Le Saint-Père aborde successivement le premier aspect du signe visible (l’échange des consentements), puis le second (le langage des corps).

2) Premier aspect du signe visible (id., 1 ; p. 495)

En effet, le sacrement est signe perceptible de la grâce de Dieu et ce signe a le ministre du sacrement pour auteur. Or, dans le sacrement de mariage, qu’est-ce qui est « plein et réel signe visible » (id., 4 ; p. 496 et 497) ? Ce sont les paroles par lesquelles les époux échangent leur consentement : d’une part, elles sont nettement perceptibles ; d’autre part, elles sont publiques, puisqu’elles sont prononcées devant les témoins (les témoins officiels et « en un certain sens », « tous les participants ») ; enfin elles sont prononcées par les ministres mêmes du sacrement, à savoir les époux puisque ce sont eux, et non pas le prêtre, qui s’administrent le sacrement de mariage.

Anticipant sur la suite, disons que le signe visible est aussi constitué par la consommation corporelle, ce que Jean-Paul II appellera d’une belle formule : « le langage des corps ». D’une part le corps ne parle pas par lui-même mais parce qu’on lui donne de parler, d’avoir un sens (cf. plus bas) ; d’autre part, multiples sont les sens du corps.
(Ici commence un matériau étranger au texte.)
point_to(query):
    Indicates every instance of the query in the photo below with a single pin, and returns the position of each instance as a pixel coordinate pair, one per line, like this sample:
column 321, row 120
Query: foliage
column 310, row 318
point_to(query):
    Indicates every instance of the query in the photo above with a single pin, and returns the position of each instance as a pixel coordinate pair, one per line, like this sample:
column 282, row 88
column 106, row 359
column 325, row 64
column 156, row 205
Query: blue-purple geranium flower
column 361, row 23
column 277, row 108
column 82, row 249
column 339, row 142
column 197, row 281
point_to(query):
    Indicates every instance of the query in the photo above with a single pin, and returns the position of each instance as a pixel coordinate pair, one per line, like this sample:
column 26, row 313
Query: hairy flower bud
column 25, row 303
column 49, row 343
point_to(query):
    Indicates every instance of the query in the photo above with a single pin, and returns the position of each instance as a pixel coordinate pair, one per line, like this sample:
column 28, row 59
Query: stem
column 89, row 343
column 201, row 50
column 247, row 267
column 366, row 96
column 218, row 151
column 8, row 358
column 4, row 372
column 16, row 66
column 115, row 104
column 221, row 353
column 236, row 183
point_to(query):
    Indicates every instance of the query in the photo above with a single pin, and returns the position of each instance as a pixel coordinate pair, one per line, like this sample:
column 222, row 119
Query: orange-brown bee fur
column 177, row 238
Or c’est la fonction de la parole que d’exprimer un sens et d’unifier les multiples significations. Jean-Paul II résume lui-même ces deux raisons : « Toutes ces significations [du langage des corps] ont leur début et sont, en un certain sens, programmées de manière synthétique dans le consentement conjugal » (106, p. 504 à 507).

3) Second aspect du signe visible

Nous nous interrogerons successivement sur la nécessité et sur la nature (l’existence et l’essence) du langage des corps : pourquoi est-il nécessaire au signe visible ? en quoi consiste-t-il ?
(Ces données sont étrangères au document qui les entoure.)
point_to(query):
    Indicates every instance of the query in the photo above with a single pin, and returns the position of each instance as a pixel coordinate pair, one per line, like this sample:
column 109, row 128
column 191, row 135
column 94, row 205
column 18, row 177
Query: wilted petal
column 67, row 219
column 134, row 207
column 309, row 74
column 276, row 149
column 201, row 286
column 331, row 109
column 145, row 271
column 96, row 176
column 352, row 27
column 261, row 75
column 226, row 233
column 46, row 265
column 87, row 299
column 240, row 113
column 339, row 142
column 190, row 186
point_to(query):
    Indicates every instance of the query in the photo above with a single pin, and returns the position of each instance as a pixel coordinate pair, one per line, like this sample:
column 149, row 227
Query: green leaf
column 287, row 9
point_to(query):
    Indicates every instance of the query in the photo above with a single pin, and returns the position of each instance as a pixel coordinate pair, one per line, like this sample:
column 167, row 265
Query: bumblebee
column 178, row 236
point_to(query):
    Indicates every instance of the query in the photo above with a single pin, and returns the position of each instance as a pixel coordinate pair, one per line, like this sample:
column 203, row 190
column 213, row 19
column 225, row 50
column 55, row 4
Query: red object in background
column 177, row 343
a) Nécessité du langage des corps (103, 2 à 7 ; p. 495 à 498)

Pourquoi le langage des corps est-il nécessaire au signe visible ? C’est en partie en articulant le langage des corps à l’autre signe visible, l’échange des consentements, que l’on en comprend la nécessité.

1’) Argument strictement canonique (id., 2 ; p. 495 et 496)
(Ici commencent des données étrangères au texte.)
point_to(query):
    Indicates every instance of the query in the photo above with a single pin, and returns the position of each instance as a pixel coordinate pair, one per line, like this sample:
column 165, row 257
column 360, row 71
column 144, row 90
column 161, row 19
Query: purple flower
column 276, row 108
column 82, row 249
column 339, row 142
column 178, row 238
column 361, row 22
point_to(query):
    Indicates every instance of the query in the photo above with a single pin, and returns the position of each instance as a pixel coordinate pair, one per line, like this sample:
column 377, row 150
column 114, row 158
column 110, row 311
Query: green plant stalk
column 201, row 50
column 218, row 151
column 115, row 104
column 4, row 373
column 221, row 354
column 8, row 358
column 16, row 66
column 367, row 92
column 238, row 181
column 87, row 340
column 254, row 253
Tout d’abord, un mariage n’est pleinement mariage que s’il est à la fois juridiquement contracté (ratum, selon le vocabulaire latin technique, notamment utilisé par le Code de Droit Canon) et que s’il est consommé (consummatum). Et ce second élément est à ce point important « que, en l’absence de cette consommation, le mariage n’est pas encore constitué dans sa pleine réalité ». Or, le ratum correspond au consentement libre des époux, et la consommation au langage des corps, précisément à leur union dans la chair.

Précisons encore la relation entre ces deux éléments : les paroles du consentement sont « Je te prends pour époux – épouse » ; or, cette prise de possession ne s’accomplit réellement que dans l’acte conjugal, donc dans la consommation.

2’) Argument plus théologique (id., 3 à 5 ; p. 496 et 497)

Le propre de la parole est de signifier une réalité : autrement dit, selon les catégories utilisées par Jean-Paul II, l’« intentionnel » (l’intention des paroles) est pour le « réel » (que signifient ces paroles). Or, le sacrement de mariage se fonde sur les « paroles » échangées par les époux qui sont particulièrement solennelles : elles « signifient et indiquent, dans l’ordre intentionnel, tout ce que les deux ont décidé d’être dorénavant l’un pour l’autre ». Elles expriment un don : « Je me donne à toi ».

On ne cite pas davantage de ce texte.